Des étudiants algériens manifestent pour demander le départ de tout le "système" le 7 mai 2019 à Alger. Des associations accusent l'armée de chercher à imposer son modèle de transition "de force" © AFP RYAD KRAMDI
L’incarcération de Louisa Hanoune, cheffe d’un parti algérien trotskiste, dans une affaire de complot contre l’Etat montre que l’armée veut imposer « de force » son schéma de transition post-Bouteflika pourtant rejeté par la contestation, ont dénoncé vendredi deux associations à la pointe du mouvement.
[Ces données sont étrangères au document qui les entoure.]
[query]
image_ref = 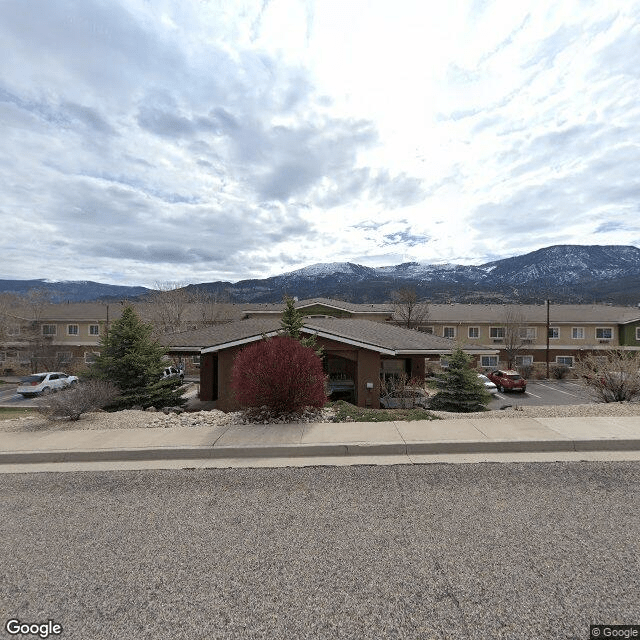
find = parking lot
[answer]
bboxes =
[489,380,593,409]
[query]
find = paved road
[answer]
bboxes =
[0,463,640,640]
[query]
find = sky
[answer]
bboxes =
[0,0,640,287]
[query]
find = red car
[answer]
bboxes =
[487,369,527,393]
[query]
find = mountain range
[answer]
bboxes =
[0,245,640,305]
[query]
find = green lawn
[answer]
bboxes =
[327,400,440,422]
[0,407,38,420]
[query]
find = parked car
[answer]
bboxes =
[380,387,429,409]
[16,371,78,398]
[487,369,527,393]
[162,366,184,382]
[478,373,498,394]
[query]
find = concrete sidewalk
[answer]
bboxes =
[0,417,640,472]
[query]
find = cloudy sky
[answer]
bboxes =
[0,0,640,286]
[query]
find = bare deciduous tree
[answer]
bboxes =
[392,287,429,329]
[38,380,120,421]
[574,349,640,402]
[502,307,530,369]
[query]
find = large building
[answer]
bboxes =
[0,298,640,374]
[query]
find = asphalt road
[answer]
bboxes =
[0,463,640,640]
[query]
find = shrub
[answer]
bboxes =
[38,380,120,420]
[551,364,569,380]
[575,349,640,402]
[429,348,491,413]
[231,336,327,413]
[90,307,186,410]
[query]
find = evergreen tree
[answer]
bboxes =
[90,307,186,410]
[280,296,322,357]
[429,347,491,413]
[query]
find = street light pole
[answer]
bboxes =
[546,299,550,380]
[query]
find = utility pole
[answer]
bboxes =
[546,299,550,380]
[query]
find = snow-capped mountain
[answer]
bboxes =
[0,245,640,305]
[214,245,640,304]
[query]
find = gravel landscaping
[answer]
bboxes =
[0,402,640,432]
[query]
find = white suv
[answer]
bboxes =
[162,367,184,382]
[16,371,78,398]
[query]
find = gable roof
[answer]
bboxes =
[242,298,393,314]
[422,303,640,325]
[160,318,497,355]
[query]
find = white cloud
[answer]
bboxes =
[0,0,640,285]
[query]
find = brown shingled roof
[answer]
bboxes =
[160,318,496,355]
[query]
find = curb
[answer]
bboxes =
[0,439,640,465]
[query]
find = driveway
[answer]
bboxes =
[489,380,593,409]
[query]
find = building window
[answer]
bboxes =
[480,356,498,369]
[518,327,538,340]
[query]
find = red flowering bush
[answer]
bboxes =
[231,336,327,413]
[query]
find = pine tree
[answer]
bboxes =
[280,296,322,357]
[90,307,186,410]
[429,347,491,413]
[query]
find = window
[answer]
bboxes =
[518,327,538,340]
[480,356,498,369]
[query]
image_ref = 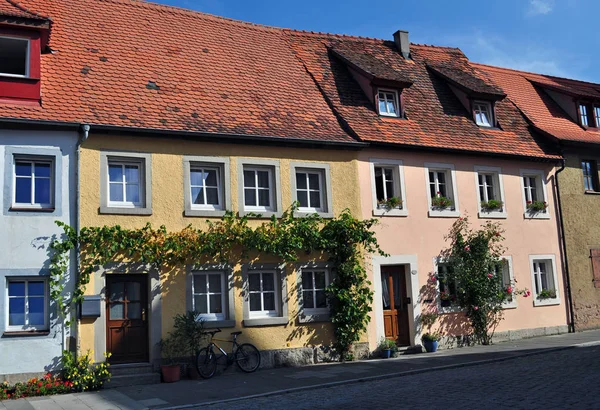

Candidate aux trois dernières présidentielles en Algérie, Mme Hanoune a été placée en détention provisoire jeudi par un juge d’instruction militaire dans le cadre d’une enquête pour « complot contre l’armée » et « atteinte à l’autorité de l’Etat », selon le petit Parti des Travailleurs (PT) dont elle est la secrétaire générale.
Les chefs d’inculpation à son encontre n’ont pas été dévoilées.
« Un autre pas est franchi, une femme politique, cheffe d’un parti, est arrêtée après sa comparution en tant que témoin devant le tribunal militaire, ouvrant par-là la voie à tous les scénarios et toutes les dérives », s’inquiète la Ligue algérienne de défense des droits de l’Homme (LADDH) dans un communiqué.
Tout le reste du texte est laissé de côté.